L’opposition réclame un vote de confiance au nouveau gouvernement, qui s’y refuse. Il se trouve que le peuple a d’autres soucis. 


L

e gouvernement Benkirane II est installé. C’est un vrai changement de majorité puisque l’Istiqlal a quitté le navire et que le RNI l’a remplacé. L’opposition croit en la nécessité d’un nouveau vote de confiance. Les arguments ne manquent pas. Il ne s’agit pas d’un remaniement technique, mais d’un changement de majorité. Les constitutionnalistes sont presque unanimes, Abdelilah Benkirane doit solliciter le vote des élus.

Il se trouve que la population s’en moque. Les politiques, de tous bords, oublient l’essentiel. La chose publique, c’est de s’occuper des gens et de leurs problèmes. Nous assistons en live au divorce entre la représentation et les représentés, ou censés l’être. Que va nous apporter la présentation d’un nouveau programme gouvernemental, qui de toutes les façons ne sera pas respecté. Rien !

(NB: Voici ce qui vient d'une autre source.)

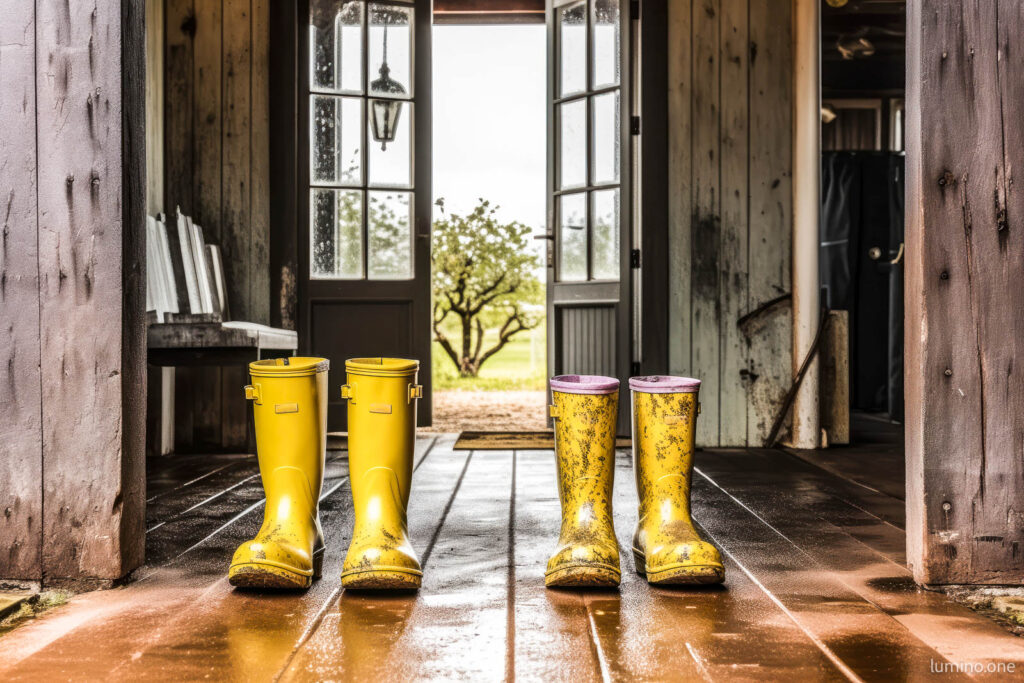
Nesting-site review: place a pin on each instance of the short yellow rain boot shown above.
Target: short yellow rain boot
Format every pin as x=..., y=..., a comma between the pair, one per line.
x=382, y=394
x=584, y=409
x=667, y=547
x=290, y=413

Abdelilah Benkirane, Chef du gouvernement.

C’est le RNI qui est en cause, il a accepté de se joindre à une majorité, dirigée par le PJD, alors même qu’avant les élections, il avait dirigé le G8, contre cette tendance, qu’il a voté contre ce gouvernement.

Entrer dans ces débats c’est préférer le virtuel à la réalité. La vraie vérité c’est que les citoyens s’en foutent. Que Benkirane vienne devant le parlement, débiter un texte et recevoir le vote des élus de la majorité, n’intéresse que les élus de l’opposition. Il n’y a pas un seul citoyen marocain qui s’en préoccupe.

Par contre, il y a une vraie effervescence sociale. La politique socio-économique n’est pas lisible. La hausse des prix est une réalité que tout chef de famille ressent. Des dossiers tels que la compensation, les retraites, la lutte contre la rente, sont du domaine public et intéressent réellement les marocains.

La construction démocratique, abandonnée par Benkirane et son staff, n’est pas la priorité des marocains. Les politiques pédalent dans la semoule. Ils proposent au pays des débats qui n’intéressent pas grand monde.

Pour construire une démocratie, il faut mobiliser la population. Celle-ci n’a aucun intérêt pour les joutes explicatives de la charte fondamentale. Par contre, elle est anxieuse face aux problématiques de la retraite et de la compensation. S’ils veulent qu’on vote, ils feraient bien de s’intéresser à nous.